A shoe has dropped.
The HITECH act requires separate rules for accounting for disclosure under HIPAA when the disclosures are made from an EHR. The notice of proposed rule making (NPRM) is now on public display. It will appear in the Federal Register this week. The 60 day comment period closes approximately Aug 1. Enforcement will begin 8 months after the issuance of the final rule. The final rule could be issued as early as Sept 2011 but may be delayed substantially longer.

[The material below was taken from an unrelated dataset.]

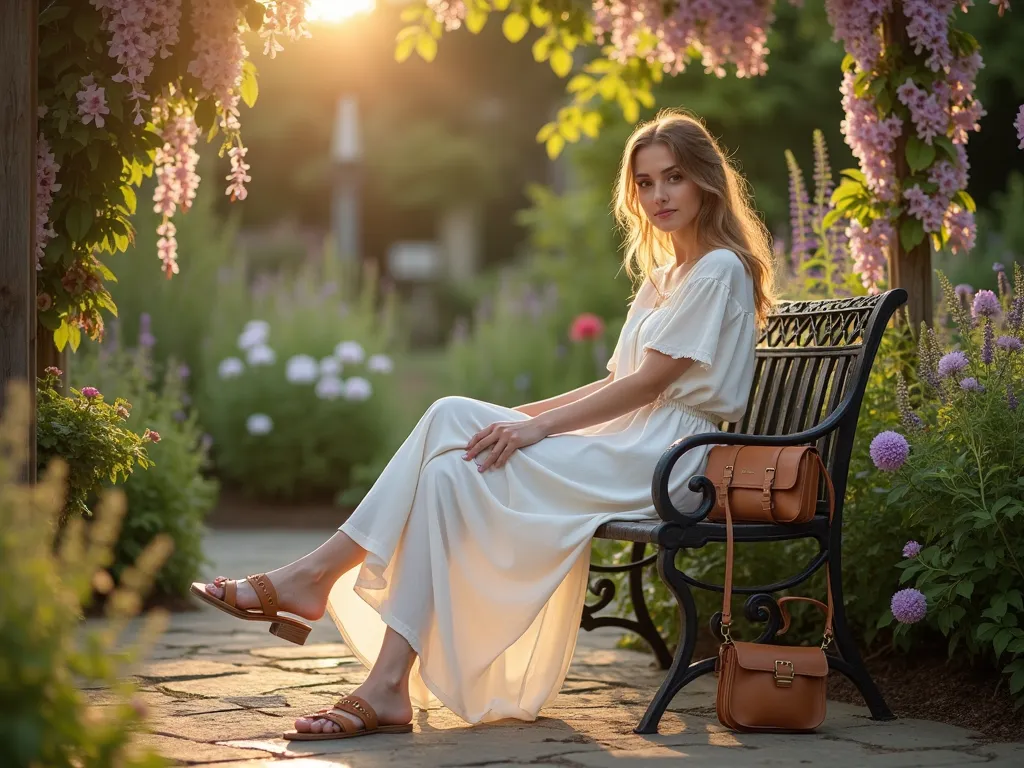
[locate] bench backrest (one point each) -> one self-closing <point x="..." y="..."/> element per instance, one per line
<point x="813" y="357"/>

It removes certain exemptions on accounting for disclosure if the disclosure occurred through an EHR.
Definition of EHR
The NPRM quotes the following from the HITECH act:
Section 13400 of the HITECH Act defines an electronic health record (“EHR”) as “an electronic record of health-related information on an individual that is created, gathered, managed, and consulted by authorized health care clinicians and staff.” Under section 13405(c), an individual has a right to receive an accounting of such disclosures made during the three years prior to the request.
One gets the sense that the Office of Civil Rights (OCR), which develops rules for HIPAA, believes that certified EHR technology provides a control-point where all outgoing electronic information from a hospital or practice can be logged for reporting on disclosures. This ideal is rarely true. Most hospitals have a dozen or more departmental systems from specialized vendors that are not routinely certified as modules of an EHR under the HITECH rules. Frequently the specialized systems are highly integrated with special imaging hardware for specific procedures such as endoscopy or spirometry.
In the era of meaningful use and ICD-10 it might be worthwhile to catalog the vendor products that are likely to require upgrades or special new integration in order to meet the new accounting requirements. Then it would be helpful to provide estimates of the cost and staff expenditures required in comments to the NPRM.
Data is far more persuasive in NPRM comments than opinion.
In commenting, give special attention to the possible enforcement deadline, which could be as early as 1 June 2012.